Because bean burgers are healthy without feeling dutiful, we eat them often. With a cold beer and a bowl of guac and chips, Mexican Black Bean burgers (from mom’s Cook Without a Book: Meatless Meals) are about as fun as weeknight dinners get. But I recently made the quinoa cakes from Heidi Swanson’s Super Natural Everyday which inspired me to to use Mom’s bean burger formula to create a quinoa variation. It only took one try to get it right. To me these Chipotle Quinoa Burgers with Tomato-Avocado Salsa are pretty perfect.
The formed patties and the finished burger! Crispy & spicy.
To give the burgers extra flavor and a little heat, I added chipotle peppers in adobo sauce, but you could add just about any herb, spice, or topping for a different flavor profile. (Think quinoa burgers with fresh basil, tomato, and melted mozzarella on top!) Together quinoa and beans make a complete protein. And with all the grain, who needs a bun? To quote our French friend Betty, “C’est pain et pain!” (bread and bread). Instead Mom and I developed this fresh, flavorful salsa.
This recipe makes eight burgers. For dinner I’d probably eat two–especially with no bun–so this makes enough for four healthy dinner appetites. But they also they also refrigerate and freeze well, so you can make extra and save some for later.
- 3 cups cooked quinoa*
- 1 can (15 ounces) vegetarian refried beans
- 3 large eggs
- 1½ cup dried breadcrumbs
- 3 tablespoons chopped chipotle peppers in adobo sauce plus 2 teaspoons sauce
- 1½ teaspoons ground cumin
- 1 pound tomatoes (color and style, your choice!), diced (about 3 cups)
- 2 avocados, pitted, peeled, and diced
- ½ red medium red onion, cut into small dice
- 2 tablespoons lime juice
- ¼ cup chopped fresh cilantro
- Salt and ground black pepper
- 6 tablespoons vegetable oil
- Mix quinoa, refried beans, eggs, breadcrumbs, 3 tablespoons chipotles, and cumin in a large bowl until thoroughly combined. Divide into eight portions and shape into patties.
- Mix tomatoes, avocado, red onion, lime juice, cilantro, remaining 2 teaspoons adobo sauce, and salt and pepper to taste in a medium bowl; toss to coat and set aside.

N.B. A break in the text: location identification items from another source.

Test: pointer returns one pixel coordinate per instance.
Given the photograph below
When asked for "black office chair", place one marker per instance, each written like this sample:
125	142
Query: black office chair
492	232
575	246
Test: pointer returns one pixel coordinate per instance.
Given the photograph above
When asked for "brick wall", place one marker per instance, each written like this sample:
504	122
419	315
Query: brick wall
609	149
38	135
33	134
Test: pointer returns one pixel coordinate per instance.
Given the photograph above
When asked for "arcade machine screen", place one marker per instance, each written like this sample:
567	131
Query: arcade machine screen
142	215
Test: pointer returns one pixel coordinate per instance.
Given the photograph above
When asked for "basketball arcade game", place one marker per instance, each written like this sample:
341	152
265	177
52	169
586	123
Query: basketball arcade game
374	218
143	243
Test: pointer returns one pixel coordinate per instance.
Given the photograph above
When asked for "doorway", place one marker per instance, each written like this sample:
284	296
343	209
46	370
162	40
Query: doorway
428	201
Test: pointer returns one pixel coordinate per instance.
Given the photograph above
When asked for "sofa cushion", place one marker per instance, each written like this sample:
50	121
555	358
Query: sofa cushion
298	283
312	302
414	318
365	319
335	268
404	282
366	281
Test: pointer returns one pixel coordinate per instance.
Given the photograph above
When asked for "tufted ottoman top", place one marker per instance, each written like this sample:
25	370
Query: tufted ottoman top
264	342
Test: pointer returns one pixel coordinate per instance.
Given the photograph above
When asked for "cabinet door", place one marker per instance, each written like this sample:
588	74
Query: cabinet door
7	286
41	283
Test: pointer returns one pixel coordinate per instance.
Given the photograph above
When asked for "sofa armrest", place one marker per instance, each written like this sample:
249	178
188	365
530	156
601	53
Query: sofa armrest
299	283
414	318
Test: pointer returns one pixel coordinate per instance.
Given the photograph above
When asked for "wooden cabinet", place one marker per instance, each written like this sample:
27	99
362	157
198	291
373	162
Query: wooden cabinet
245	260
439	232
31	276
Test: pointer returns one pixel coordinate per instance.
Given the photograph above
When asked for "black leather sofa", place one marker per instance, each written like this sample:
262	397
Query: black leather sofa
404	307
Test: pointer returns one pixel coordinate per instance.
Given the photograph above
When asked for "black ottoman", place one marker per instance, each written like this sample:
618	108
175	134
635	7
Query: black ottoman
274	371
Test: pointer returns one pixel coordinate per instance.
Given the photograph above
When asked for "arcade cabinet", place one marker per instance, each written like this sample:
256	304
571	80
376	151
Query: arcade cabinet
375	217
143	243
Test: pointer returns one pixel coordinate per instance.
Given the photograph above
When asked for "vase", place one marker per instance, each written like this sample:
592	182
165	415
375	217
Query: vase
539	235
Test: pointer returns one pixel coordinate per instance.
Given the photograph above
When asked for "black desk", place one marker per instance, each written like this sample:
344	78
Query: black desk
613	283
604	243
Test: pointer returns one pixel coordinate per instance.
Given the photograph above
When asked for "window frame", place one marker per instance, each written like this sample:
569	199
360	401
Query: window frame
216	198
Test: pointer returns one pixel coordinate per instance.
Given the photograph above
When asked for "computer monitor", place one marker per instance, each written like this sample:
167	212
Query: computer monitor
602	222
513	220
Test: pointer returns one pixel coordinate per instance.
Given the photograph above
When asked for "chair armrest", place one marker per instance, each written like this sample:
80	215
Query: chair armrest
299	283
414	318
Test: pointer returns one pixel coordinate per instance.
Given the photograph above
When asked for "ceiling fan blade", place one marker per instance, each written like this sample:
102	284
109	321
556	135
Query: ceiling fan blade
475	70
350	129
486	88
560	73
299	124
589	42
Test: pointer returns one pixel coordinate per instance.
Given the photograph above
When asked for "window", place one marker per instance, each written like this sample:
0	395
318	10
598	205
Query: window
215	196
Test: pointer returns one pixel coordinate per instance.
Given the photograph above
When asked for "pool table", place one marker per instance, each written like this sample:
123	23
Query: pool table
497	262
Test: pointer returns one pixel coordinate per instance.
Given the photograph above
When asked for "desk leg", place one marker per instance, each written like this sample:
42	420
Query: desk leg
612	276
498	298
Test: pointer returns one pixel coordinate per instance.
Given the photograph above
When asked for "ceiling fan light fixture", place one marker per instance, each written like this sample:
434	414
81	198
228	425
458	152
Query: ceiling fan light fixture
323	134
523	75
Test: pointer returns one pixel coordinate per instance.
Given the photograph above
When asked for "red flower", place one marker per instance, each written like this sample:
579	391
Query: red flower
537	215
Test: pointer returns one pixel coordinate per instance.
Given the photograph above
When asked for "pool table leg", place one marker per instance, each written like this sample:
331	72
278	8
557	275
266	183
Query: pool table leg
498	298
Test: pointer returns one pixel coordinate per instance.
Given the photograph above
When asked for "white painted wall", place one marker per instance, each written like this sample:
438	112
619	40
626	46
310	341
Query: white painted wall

- Heat 3 tablespoons of oil in each of 2 large skillet over medium-high heat. Add the burgers and cook, turning only once, until a crisp brown crust forms, about 6 minutes total.
- Place a quinoa burger on each plate, top with a portion of salsa, and serve
Brian says
I’ve been excited to try quinoa burgers for a while. Love that salsa on top!
Katrina @ Warm Vanilla Sugar says
This sounds soooo good!! Love this idea!
Christa D. says
So, so, SO delicious! Made these last night and they were an instant hit! Really love the combination of the crunch and pop of the quinoa with the creamy richness of the beans. With a batch of fresh margaritas, these made a perfect summer solstice dinner in CA! Thank you, ladies, for yet another innovative and delicious recipe!
Janet says
have you ever frozen these? If so, did you freeze before “cooking” the actual patties?
Pam Anderson says
Yes, Janet, it’s fine to freeze them before cooking. Good luck!
Kate Pettersen says
I was a little dubious that my carnivorous husband would like these, but they are incredibly flavorful and he said he’d eat them again (this is high praise). Nice to have a meatless main to go to that he’ll actually eat. Thanks, Maggy and Pam!